Sepang is MotoGP's favoured winter test track and, after a promising first test, Ducati struggled in February's second and final three-day visit, when lead rider Valentino Rossi was left tenth on the timesheets.
But that was when the new-for-2012 aluminium frame was in its very early stages of development and this weekend will prove just how much Ducati has closed the gap.
The track characteristics could also help - last weekend's Motegi round saw Rossi and Nicky Hayden struggle for traction under hard acceleration, but Sepang has a much more flowing layout.
“We'll see what awaits us at Sepang, because we didn't do very well there during the winter tests. Still, many months have passed since then, and now with the new frame and swingarm, the bike is better,” said Rossi, who finished seventh in Japan.
“The race and the whole weekend will certainly be very difficult because of the high temperatures, which present a challenge for both the bike and the riders. That said, it's obviously not our first time, and we know what to expect. We'll try to do our best.”
The weekend will also be tough from a personal point of view, marking the one-year anniversary of Marco Simoncelli's tragic accident, which Rossi and Colin Edwards were involved in.
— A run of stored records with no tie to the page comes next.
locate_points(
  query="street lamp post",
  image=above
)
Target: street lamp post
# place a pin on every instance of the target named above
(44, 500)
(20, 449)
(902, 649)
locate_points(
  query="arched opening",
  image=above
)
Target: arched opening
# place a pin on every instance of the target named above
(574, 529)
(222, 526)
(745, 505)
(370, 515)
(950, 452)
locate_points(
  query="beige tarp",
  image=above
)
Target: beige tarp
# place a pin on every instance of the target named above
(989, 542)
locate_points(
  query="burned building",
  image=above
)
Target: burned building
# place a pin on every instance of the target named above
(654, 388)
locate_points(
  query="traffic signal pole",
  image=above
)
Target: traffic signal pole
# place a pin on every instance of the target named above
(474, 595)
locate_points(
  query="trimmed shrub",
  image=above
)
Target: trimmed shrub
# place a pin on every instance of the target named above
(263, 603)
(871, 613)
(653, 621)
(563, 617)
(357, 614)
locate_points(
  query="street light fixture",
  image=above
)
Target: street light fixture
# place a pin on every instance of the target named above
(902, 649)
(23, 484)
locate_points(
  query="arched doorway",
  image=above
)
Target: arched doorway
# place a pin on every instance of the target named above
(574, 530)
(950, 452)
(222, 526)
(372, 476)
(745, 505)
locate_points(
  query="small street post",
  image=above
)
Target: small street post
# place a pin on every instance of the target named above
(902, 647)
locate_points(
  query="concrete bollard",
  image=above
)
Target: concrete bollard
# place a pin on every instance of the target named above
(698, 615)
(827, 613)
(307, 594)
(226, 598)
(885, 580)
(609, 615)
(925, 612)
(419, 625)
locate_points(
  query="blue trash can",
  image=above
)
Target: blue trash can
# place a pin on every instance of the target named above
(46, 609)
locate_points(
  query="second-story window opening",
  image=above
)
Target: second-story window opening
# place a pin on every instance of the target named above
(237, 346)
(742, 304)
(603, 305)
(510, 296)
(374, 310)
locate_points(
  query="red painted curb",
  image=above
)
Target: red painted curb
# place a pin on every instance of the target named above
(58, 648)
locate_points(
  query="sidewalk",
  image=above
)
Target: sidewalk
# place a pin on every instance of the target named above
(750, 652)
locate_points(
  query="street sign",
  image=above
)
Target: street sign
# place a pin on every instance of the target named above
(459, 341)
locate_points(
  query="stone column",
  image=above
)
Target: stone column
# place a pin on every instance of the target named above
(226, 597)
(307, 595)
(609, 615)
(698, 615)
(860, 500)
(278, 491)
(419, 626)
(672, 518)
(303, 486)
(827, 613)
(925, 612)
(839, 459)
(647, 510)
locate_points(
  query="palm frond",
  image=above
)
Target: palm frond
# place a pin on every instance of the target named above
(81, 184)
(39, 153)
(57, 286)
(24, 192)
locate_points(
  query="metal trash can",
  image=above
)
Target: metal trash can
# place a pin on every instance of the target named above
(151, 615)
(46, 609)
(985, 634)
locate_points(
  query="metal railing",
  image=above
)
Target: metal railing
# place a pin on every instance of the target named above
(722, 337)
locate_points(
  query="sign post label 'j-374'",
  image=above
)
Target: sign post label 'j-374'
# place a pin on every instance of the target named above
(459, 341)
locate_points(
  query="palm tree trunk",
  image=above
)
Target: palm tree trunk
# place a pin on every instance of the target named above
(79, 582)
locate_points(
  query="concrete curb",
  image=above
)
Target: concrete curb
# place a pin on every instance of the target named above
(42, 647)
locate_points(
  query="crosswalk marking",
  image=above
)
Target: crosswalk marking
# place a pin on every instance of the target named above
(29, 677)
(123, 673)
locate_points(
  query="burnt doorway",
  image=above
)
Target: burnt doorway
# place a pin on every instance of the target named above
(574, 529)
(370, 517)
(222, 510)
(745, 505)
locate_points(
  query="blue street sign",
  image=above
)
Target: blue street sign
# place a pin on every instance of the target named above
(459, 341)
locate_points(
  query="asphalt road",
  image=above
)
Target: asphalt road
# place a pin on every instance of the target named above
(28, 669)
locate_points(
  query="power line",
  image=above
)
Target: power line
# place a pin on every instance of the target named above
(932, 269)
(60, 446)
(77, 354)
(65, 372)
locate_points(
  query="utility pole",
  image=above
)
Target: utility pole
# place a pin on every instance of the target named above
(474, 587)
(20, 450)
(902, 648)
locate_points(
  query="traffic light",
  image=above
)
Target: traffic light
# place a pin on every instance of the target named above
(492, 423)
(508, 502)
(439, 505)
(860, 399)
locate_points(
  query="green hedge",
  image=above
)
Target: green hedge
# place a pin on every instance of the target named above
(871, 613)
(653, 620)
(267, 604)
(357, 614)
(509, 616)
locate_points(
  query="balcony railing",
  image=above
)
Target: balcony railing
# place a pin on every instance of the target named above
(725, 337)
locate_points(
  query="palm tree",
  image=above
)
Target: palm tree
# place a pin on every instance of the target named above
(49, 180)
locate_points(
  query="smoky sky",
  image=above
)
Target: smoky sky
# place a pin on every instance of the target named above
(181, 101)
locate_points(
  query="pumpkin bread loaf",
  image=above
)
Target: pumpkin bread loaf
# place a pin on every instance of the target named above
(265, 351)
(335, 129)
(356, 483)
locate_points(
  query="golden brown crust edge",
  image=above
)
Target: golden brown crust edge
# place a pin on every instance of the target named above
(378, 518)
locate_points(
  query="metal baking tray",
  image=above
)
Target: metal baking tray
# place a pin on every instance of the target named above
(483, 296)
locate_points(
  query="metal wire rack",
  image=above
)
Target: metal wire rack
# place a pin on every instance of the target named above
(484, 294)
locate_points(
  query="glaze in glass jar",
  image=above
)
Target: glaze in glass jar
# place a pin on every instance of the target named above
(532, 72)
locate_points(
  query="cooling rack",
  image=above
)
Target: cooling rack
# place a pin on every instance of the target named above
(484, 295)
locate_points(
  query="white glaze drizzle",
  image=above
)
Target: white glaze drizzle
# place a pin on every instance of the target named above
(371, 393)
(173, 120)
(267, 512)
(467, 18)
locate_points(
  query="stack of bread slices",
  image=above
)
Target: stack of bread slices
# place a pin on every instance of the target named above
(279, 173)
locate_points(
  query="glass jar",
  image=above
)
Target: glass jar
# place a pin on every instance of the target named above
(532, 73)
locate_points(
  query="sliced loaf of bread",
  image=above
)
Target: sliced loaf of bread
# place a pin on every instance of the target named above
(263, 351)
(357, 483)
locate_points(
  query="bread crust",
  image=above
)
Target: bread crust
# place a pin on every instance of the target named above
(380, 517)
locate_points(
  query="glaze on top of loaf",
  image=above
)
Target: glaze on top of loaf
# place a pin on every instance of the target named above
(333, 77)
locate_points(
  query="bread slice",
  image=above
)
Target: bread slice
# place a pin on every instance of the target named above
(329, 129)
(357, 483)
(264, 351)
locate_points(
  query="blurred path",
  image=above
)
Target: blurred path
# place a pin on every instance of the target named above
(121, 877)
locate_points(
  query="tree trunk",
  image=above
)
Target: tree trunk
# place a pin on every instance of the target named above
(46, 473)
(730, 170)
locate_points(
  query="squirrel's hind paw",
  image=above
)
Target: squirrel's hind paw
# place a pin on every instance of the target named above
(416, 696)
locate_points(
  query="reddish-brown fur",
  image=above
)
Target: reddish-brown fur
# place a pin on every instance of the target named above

Rossi's team-mate Nicky Hayden revealed there will be a 'few new parts' to try and the American hopes for less problems with his injured wrist.
“Motegi is behind us, and hopefully Malaysia we can do a better result and have a better weekend,” said Hayden, eighth at Motegi.
“We need to be able to start better on Friday. We do have a few new parts to try this weekend that may help, and hopefully my wrist will be stronger now that it's been three weeks since I hurt it.
“The track has less downhill braking, so it might not cause me as much pain as it did last weekend.”
Team manager Vittoriano Guareschi weighed up the technical challenge facing the Desmosedici riders.
“Technically speaking, it's a track where, apart from a slow hairpin, there are no stop-and-go sections like those at Motegi, where we suffered on acceleration and on the exits from the tight corners,” he said.
“There are two long straightaways where we can take advantage of our engine's horsepower. It will be important to preserve the tyres by finding a setup that enables us to have a steady performance for the entire race.
“It's something that we've been able to do in recent races but that will be more difficult here at Sepang because of the high temperatures.”